In opening remarks, Mary Loeffelholz, the vice provost for academic affairs, reminded participants that the year MLA last came to Boston, 1952, was also the first time a computer predicted the outcome of a political election. “It was the very first election in which big data, as we now say, made an entrance,” she said, noting that the age of digital humanities has been long in the making.

By the end of the first session, 21 topics had won the vote, giving scholars occasion throughout the day to discuss everything from the aesthetics of digital humanities to the various digital tools available for literary analysis. In one session, participants learned the ins and outs of a particular open-source archive-building tool called Omeka, while in another, participants helped the MLA’s director of Scholarly Communications develop the association’s new social media platform, MLA Commons.

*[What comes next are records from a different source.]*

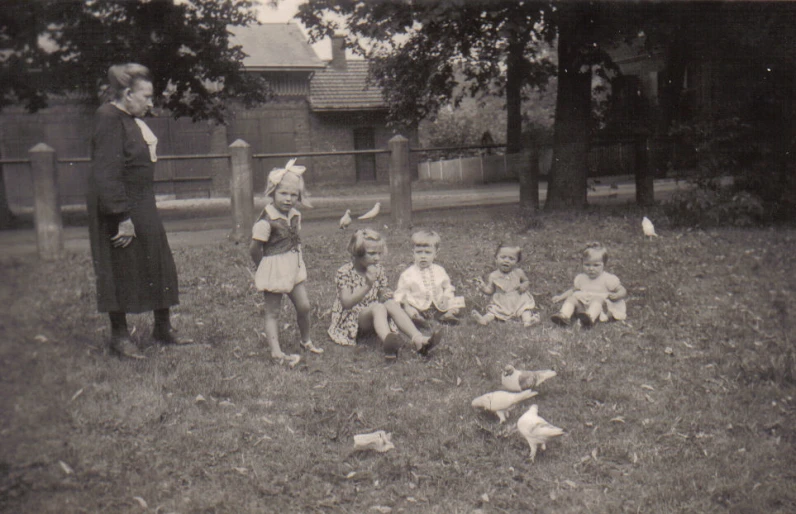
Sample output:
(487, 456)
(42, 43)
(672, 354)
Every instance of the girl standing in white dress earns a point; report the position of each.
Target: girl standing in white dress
(276, 250)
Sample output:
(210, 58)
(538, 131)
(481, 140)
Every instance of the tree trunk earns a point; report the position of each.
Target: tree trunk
(567, 187)
(6, 216)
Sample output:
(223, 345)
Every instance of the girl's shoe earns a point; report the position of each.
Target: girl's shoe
(560, 320)
(391, 345)
(312, 348)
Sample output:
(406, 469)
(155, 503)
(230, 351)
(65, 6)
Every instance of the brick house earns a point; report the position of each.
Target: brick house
(317, 107)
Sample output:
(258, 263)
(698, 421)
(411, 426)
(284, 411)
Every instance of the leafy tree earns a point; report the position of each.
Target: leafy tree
(57, 47)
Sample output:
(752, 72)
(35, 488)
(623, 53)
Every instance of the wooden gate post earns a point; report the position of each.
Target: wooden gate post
(400, 182)
(46, 202)
(645, 181)
(241, 190)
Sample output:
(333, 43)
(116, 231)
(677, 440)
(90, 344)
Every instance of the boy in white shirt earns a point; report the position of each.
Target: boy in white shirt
(424, 289)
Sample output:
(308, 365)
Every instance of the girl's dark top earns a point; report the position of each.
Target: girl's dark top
(284, 236)
(142, 276)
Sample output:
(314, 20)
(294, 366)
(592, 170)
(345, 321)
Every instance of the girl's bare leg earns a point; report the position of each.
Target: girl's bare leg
(301, 301)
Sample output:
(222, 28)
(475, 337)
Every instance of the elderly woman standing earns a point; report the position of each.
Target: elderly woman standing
(132, 260)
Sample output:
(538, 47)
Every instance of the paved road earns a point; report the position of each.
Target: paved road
(205, 221)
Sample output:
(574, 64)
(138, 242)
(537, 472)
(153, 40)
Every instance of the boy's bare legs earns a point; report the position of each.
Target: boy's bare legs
(485, 319)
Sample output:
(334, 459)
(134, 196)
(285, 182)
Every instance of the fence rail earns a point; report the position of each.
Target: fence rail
(43, 165)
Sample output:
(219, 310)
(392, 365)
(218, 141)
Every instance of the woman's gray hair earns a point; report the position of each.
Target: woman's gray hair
(122, 76)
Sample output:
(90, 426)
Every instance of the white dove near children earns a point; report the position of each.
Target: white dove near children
(518, 380)
(536, 430)
(499, 402)
(648, 228)
(346, 219)
(371, 213)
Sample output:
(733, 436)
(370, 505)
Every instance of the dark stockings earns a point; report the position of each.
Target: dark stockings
(162, 321)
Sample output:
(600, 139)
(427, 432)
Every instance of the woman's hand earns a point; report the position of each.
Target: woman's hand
(125, 235)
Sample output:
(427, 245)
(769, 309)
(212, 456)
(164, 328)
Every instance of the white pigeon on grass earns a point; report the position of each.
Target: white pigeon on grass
(518, 380)
(499, 402)
(648, 228)
(372, 213)
(345, 220)
(536, 430)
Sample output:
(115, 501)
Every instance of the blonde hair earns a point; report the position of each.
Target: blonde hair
(595, 251)
(122, 76)
(276, 175)
(356, 246)
(425, 237)
(512, 247)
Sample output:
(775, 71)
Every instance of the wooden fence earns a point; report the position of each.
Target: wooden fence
(43, 166)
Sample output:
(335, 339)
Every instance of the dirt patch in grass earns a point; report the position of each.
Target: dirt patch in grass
(686, 407)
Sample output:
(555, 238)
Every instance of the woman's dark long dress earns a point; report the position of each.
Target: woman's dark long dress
(141, 277)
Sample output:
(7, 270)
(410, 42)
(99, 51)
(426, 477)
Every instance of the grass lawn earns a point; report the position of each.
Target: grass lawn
(687, 407)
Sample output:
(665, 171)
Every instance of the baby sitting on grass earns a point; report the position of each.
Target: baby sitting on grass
(596, 294)
(509, 288)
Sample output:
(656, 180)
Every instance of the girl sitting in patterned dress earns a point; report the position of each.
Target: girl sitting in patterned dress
(276, 250)
(364, 301)
(509, 288)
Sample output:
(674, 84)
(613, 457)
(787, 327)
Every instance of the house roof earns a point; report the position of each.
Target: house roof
(275, 47)
(334, 89)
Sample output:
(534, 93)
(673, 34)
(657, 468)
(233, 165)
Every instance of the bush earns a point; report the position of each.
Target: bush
(712, 206)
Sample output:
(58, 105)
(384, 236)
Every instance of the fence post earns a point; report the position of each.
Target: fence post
(46, 202)
(241, 190)
(645, 181)
(400, 182)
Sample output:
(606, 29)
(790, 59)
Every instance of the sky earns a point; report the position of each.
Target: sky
(284, 12)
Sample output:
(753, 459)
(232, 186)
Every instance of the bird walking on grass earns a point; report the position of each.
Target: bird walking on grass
(372, 213)
(500, 402)
(648, 228)
(536, 430)
(518, 380)
(345, 220)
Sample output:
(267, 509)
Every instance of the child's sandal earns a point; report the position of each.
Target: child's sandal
(312, 348)
(430, 343)
(391, 345)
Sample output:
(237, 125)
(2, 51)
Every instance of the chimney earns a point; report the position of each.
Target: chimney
(338, 52)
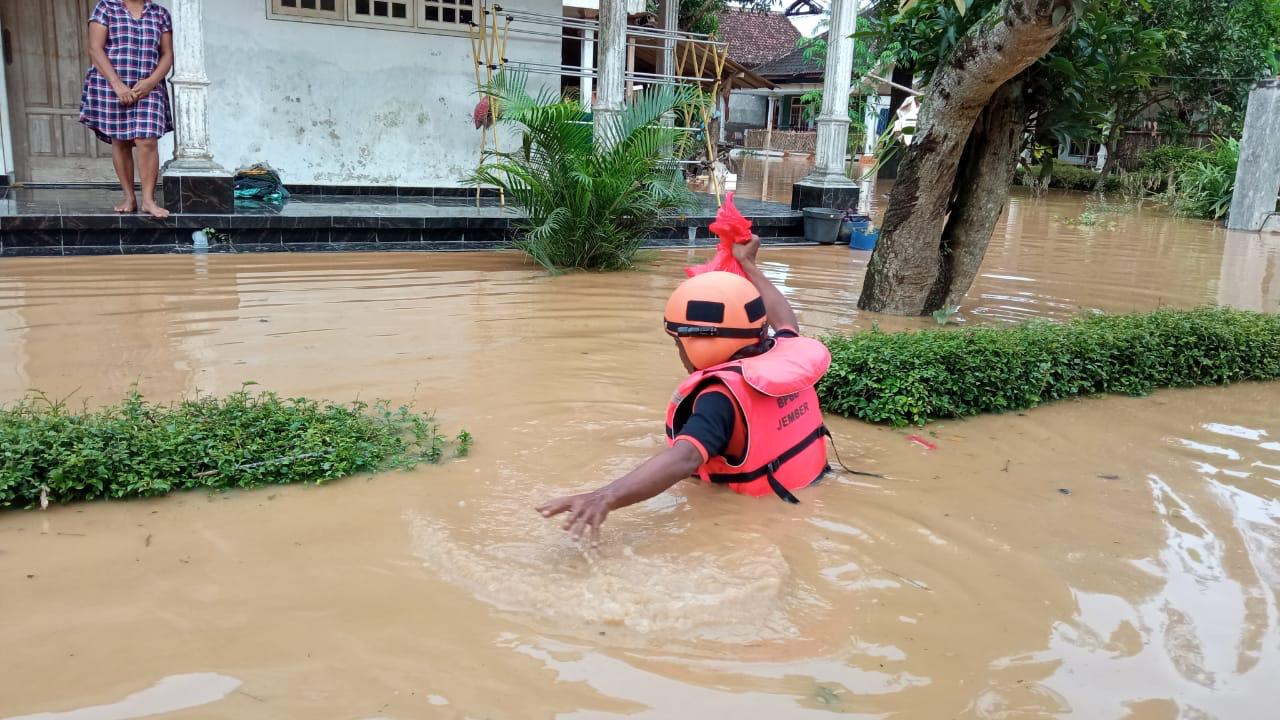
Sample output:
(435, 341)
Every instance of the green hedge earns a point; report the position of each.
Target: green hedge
(1066, 177)
(137, 449)
(913, 377)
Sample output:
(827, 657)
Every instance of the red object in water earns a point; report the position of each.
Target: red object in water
(731, 227)
(922, 442)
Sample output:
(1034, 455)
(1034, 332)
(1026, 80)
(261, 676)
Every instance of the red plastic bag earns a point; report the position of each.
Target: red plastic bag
(731, 227)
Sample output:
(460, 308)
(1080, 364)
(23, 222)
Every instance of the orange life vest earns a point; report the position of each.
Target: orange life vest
(785, 447)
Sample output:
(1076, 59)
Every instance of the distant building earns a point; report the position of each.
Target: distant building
(769, 44)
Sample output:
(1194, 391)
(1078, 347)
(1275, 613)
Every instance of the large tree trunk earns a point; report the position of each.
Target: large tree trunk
(909, 258)
(981, 192)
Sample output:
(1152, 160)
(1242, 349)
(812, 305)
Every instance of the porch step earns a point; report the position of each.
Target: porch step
(50, 222)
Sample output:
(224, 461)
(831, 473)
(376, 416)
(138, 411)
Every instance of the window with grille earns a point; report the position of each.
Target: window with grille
(424, 16)
(446, 12)
(330, 9)
(383, 12)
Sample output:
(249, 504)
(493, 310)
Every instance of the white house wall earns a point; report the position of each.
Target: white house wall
(347, 105)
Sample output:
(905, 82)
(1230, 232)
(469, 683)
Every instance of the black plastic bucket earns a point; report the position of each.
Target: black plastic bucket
(822, 226)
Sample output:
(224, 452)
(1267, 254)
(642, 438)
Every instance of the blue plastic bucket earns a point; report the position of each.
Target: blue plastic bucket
(862, 235)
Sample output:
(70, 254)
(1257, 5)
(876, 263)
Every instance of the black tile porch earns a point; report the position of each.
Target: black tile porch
(42, 222)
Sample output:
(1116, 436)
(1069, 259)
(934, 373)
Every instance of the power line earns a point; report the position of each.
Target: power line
(1205, 77)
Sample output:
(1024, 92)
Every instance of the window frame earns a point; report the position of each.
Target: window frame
(408, 21)
(344, 10)
(277, 8)
(456, 5)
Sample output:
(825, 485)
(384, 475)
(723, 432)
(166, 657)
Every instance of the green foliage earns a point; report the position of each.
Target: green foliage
(1216, 50)
(1202, 187)
(140, 450)
(1194, 59)
(910, 378)
(589, 206)
(1171, 158)
(464, 443)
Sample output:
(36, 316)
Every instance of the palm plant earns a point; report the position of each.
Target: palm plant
(588, 204)
(1203, 188)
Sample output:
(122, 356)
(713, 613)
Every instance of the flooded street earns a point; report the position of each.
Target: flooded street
(1097, 559)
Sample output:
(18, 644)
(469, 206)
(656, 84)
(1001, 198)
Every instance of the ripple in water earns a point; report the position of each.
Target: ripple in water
(731, 595)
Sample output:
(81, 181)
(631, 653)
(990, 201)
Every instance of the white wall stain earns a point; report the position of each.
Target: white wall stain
(347, 105)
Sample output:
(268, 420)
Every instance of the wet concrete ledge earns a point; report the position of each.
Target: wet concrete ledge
(53, 222)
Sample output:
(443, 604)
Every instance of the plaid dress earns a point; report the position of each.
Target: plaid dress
(133, 49)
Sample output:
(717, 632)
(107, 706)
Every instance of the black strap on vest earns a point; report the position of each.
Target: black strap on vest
(771, 468)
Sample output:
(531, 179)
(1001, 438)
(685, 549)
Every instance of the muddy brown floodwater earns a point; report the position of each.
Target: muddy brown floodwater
(967, 584)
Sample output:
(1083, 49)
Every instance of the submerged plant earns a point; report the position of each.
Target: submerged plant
(589, 205)
(136, 449)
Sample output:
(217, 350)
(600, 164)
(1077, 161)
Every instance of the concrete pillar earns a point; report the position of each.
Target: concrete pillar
(1257, 177)
(827, 186)
(768, 121)
(586, 83)
(612, 73)
(192, 181)
(670, 21)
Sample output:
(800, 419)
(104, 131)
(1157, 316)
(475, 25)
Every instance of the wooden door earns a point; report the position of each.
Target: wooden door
(45, 62)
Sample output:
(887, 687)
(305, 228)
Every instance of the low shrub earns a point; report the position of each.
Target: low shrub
(136, 449)
(913, 377)
(1065, 177)
(1170, 158)
(1203, 187)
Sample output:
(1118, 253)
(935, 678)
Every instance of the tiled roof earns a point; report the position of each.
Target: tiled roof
(790, 65)
(755, 37)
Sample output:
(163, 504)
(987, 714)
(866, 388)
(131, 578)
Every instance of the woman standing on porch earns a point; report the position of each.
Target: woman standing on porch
(124, 101)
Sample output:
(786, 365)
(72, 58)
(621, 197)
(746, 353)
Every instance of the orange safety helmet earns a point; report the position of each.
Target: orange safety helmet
(713, 315)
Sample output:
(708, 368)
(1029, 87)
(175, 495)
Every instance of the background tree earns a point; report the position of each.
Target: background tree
(955, 177)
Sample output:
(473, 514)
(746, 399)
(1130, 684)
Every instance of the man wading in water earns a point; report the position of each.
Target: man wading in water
(746, 417)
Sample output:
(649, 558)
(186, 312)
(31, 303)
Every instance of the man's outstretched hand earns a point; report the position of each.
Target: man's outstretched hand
(586, 513)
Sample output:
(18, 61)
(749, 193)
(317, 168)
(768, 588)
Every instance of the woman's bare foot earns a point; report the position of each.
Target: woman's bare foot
(150, 208)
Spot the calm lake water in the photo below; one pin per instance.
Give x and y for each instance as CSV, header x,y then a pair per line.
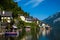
x,y
45,35
54,34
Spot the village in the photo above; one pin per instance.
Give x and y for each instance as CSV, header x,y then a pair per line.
x,y
10,27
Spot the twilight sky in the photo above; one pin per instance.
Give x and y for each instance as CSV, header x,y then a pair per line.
x,y
40,9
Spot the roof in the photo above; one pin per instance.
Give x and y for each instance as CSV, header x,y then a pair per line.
x,y
6,13
14,26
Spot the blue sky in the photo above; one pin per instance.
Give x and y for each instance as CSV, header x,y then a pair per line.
x,y
40,9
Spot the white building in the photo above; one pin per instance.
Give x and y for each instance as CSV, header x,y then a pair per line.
x,y
26,19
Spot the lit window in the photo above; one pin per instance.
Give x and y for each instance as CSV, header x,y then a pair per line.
x,y
8,17
4,17
8,21
1,17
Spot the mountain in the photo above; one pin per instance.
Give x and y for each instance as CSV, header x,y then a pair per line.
x,y
54,22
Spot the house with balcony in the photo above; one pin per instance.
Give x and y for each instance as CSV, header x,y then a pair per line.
x,y
26,19
6,17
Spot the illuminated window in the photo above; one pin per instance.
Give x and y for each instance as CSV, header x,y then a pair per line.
x,y
4,17
8,21
8,17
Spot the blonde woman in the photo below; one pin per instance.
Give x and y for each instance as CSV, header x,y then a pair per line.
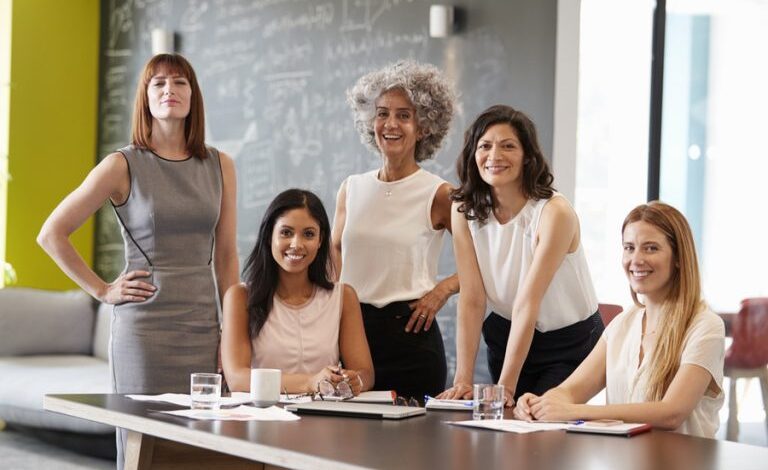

In keeping with the digital theme, scholars provided live coverage of their experiences through a running Twitter conversation, which revealed the many successes of the day. One participant, a doctoral candidate from the University of North Carolina, Chapel Hill, tweeted that the “session on spatial humanities just solved problems I’ve been stewing over for months.”

Elizabeth Maddock Dillon, professor of English and co-founder of NULab, asked rhetorically what “an old post-structuralist” like herself was doing in a space like the Digital Media Commons. “It’s the excitement of new ways of reading,” she answered, summing up the sentiment of many in the room.